GLASGOW University has become the first in Europe to stop investing in fossil fuels, following a student-led campaign. 
The Scottish institution voted yesterday to start selling off the shares it holds in companies that produce fossil fuels, divesting £18million from the industry over the next decade.

Students campaign at Glasgow University.  Pic courtesy of People and Planet

It has joined a fast-growing climate change movement that has seen similar pledges made by more than 800 investors worldwide including 13 US universities, Australia’s biggest public sector pension fund and the heirs to the Rockefeller oil fortune.
Glasgow University spokesman David Newall said: “The university recognises the devastating impact that climate change may have on our planet, and the need for the world to reduce its dependence on fossil fuels. Over the coming years we will steadily reduce our investment in the fossil fuel extraction industry, while also taking steps to reduce our carbon consumption."
Glasgow is the fourth biggest city in the UK and and was one of the world's leading centres of engineering during the Industrial Revolution. 
Its research-intensive university is ranked 55th in the world in the QS World University Rankings.
More than 1,300 students joined the university's Climate Action Society in a year-long campaign for fossil fuel divestment.
Yesterday's commitment is subject to reassurance that the financial impact for the university is acceptable, the detail of which will be monitored by the university’s governing body, the University Court.
Decisions are also imminent from other universities in the UK, including Oxford, Edinburgh and the School of Oriental and African Studies in London. 
In the US and Australia, several student campaigns are ongoing including at the University of Wisconsin-Madison.

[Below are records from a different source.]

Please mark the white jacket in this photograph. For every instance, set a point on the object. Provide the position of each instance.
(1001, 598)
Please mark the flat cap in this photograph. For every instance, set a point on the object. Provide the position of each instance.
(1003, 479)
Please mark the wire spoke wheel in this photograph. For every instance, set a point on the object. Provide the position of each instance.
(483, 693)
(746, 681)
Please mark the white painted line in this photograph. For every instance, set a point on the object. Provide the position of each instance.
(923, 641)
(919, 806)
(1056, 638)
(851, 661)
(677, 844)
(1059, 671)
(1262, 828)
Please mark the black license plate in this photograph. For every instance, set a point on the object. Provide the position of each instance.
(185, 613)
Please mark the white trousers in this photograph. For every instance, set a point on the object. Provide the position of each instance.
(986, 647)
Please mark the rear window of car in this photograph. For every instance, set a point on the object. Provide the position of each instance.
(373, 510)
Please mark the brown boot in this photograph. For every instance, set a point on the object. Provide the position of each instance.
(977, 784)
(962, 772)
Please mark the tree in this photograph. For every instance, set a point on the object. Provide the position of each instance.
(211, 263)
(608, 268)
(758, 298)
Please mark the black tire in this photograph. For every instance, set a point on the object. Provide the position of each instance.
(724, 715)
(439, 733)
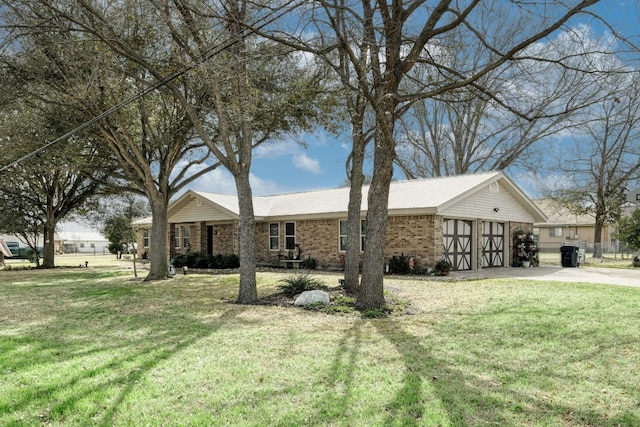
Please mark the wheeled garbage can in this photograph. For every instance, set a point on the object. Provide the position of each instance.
(569, 256)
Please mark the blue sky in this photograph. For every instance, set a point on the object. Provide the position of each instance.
(288, 166)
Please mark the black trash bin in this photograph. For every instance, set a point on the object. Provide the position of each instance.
(569, 256)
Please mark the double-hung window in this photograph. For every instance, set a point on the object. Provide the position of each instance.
(290, 235)
(274, 236)
(343, 234)
(555, 232)
(186, 236)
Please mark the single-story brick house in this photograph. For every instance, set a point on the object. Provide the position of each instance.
(467, 219)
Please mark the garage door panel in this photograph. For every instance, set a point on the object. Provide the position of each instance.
(457, 239)
(492, 244)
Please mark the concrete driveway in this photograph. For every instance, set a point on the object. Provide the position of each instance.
(611, 276)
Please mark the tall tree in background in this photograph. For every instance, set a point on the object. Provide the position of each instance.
(48, 187)
(466, 131)
(151, 139)
(396, 46)
(599, 163)
(238, 84)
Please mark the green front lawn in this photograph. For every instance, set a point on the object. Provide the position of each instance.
(95, 347)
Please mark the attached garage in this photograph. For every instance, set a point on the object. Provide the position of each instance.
(493, 249)
(465, 219)
(457, 237)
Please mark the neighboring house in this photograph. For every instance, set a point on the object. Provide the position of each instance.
(20, 248)
(566, 228)
(467, 219)
(82, 240)
(4, 252)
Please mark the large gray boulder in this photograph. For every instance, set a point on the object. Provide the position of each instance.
(310, 297)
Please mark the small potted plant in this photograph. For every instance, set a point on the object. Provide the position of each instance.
(443, 267)
(519, 233)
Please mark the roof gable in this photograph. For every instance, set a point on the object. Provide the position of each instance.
(429, 195)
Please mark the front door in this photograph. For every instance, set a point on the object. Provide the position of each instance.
(209, 239)
(457, 243)
(492, 244)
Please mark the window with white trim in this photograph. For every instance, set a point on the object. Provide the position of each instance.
(342, 240)
(186, 236)
(290, 235)
(274, 236)
(555, 232)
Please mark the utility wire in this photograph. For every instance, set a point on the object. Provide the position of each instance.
(270, 17)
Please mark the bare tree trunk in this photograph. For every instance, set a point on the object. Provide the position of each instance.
(352, 260)
(159, 266)
(248, 291)
(371, 295)
(48, 256)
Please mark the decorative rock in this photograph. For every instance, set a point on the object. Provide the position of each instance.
(310, 297)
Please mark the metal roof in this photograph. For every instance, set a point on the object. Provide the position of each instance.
(426, 195)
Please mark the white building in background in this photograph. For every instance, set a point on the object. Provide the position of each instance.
(78, 238)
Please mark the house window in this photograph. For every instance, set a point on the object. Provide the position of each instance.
(274, 236)
(555, 232)
(343, 234)
(290, 235)
(186, 237)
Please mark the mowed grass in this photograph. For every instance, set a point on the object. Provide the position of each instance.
(95, 347)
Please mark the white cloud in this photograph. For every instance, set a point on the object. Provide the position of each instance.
(221, 181)
(216, 181)
(304, 162)
(278, 149)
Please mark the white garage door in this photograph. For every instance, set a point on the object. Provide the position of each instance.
(492, 244)
(457, 243)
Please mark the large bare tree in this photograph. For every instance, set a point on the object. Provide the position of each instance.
(46, 188)
(151, 139)
(598, 165)
(466, 131)
(244, 92)
(402, 36)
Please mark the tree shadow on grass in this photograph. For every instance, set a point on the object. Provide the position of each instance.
(468, 395)
(107, 383)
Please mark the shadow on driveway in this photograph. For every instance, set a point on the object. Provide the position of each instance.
(610, 276)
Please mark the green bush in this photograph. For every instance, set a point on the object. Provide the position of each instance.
(309, 263)
(296, 284)
(399, 265)
(200, 260)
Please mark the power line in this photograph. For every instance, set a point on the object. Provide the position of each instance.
(270, 17)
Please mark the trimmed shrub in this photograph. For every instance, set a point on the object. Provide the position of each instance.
(399, 265)
(200, 260)
(309, 263)
(296, 284)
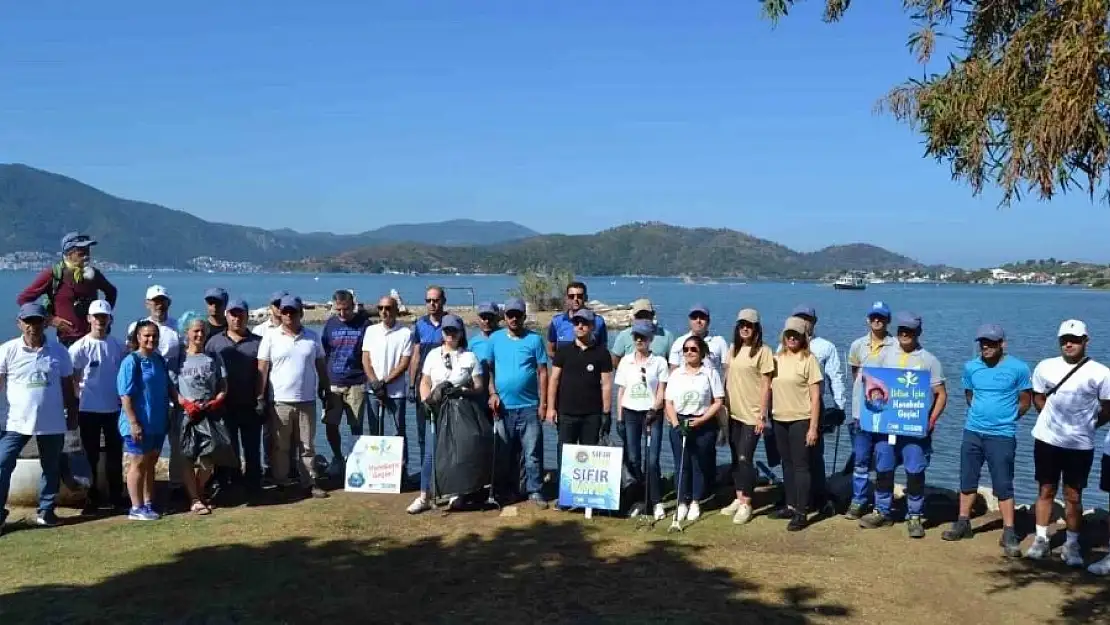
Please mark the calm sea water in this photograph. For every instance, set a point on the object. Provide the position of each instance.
(950, 312)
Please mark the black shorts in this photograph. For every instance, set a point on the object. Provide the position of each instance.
(1051, 463)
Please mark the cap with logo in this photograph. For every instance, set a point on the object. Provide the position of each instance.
(1072, 328)
(100, 306)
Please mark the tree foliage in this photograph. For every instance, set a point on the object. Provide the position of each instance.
(1025, 101)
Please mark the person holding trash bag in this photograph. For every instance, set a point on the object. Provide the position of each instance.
(202, 387)
(451, 373)
(694, 400)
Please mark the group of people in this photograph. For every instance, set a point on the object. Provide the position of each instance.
(211, 385)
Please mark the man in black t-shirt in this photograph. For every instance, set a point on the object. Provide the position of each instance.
(581, 387)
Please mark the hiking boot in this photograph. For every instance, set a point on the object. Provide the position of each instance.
(875, 521)
(855, 512)
(960, 530)
(1072, 555)
(915, 528)
(1039, 550)
(1009, 542)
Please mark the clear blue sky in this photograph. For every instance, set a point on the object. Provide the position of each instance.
(565, 117)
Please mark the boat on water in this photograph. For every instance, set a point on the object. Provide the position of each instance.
(850, 282)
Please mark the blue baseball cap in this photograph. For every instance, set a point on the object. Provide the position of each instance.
(76, 240)
(217, 293)
(32, 310)
(990, 332)
(804, 310)
(515, 304)
(908, 320)
(879, 309)
(291, 302)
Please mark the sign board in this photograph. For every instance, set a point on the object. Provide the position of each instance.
(589, 476)
(895, 401)
(374, 465)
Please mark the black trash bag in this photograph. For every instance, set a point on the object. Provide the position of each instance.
(208, 436)
(463, 447)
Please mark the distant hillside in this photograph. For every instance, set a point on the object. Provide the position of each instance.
(38, 207)
(648, 249)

The ongoing campaign at University of Wisconsin-Madison. Photo Light Brigading

Student network People and Planet has launched over 50 fossil-free campaigns across the UK involving over 15,000 students in the past year.
Spokesman Andrew Taylor said: “Divestment now has a firm foothold in the UK. Glasgow has helped make the moral case crystal clear and we expect more universities to very soon put their money where their research is.”
However, Scott Wisor, a deputy director of the Centre for the Study of Global Ethics at the UK's University of Birmingham, believes fossil fuel divestment will fail and may distract activists from more effective strategies of combating climate change.
Writing in the academic journal Ethics & International Affairs, he said the shares being sold by investors on moral grounds would simply be snapped up at a discount by less scrupulous investors, or that energy corporations would go private, avoiding the influence of shareholders altogether. 
And he questioned the logic of morally disassociating oneself from fossil fuel investment while continuing to benefit from it. 
Taking Stanford University as an example, he wrote: "Why is it morally wrong for Stanford and its students to own shares in energy companies but it is morally permissible to use their products? Have Stanford students been banned from driving cars or heating their dorms or flying home for the holidays? It is difficult to see what is morally special about the benefit accrued from shareholder investment."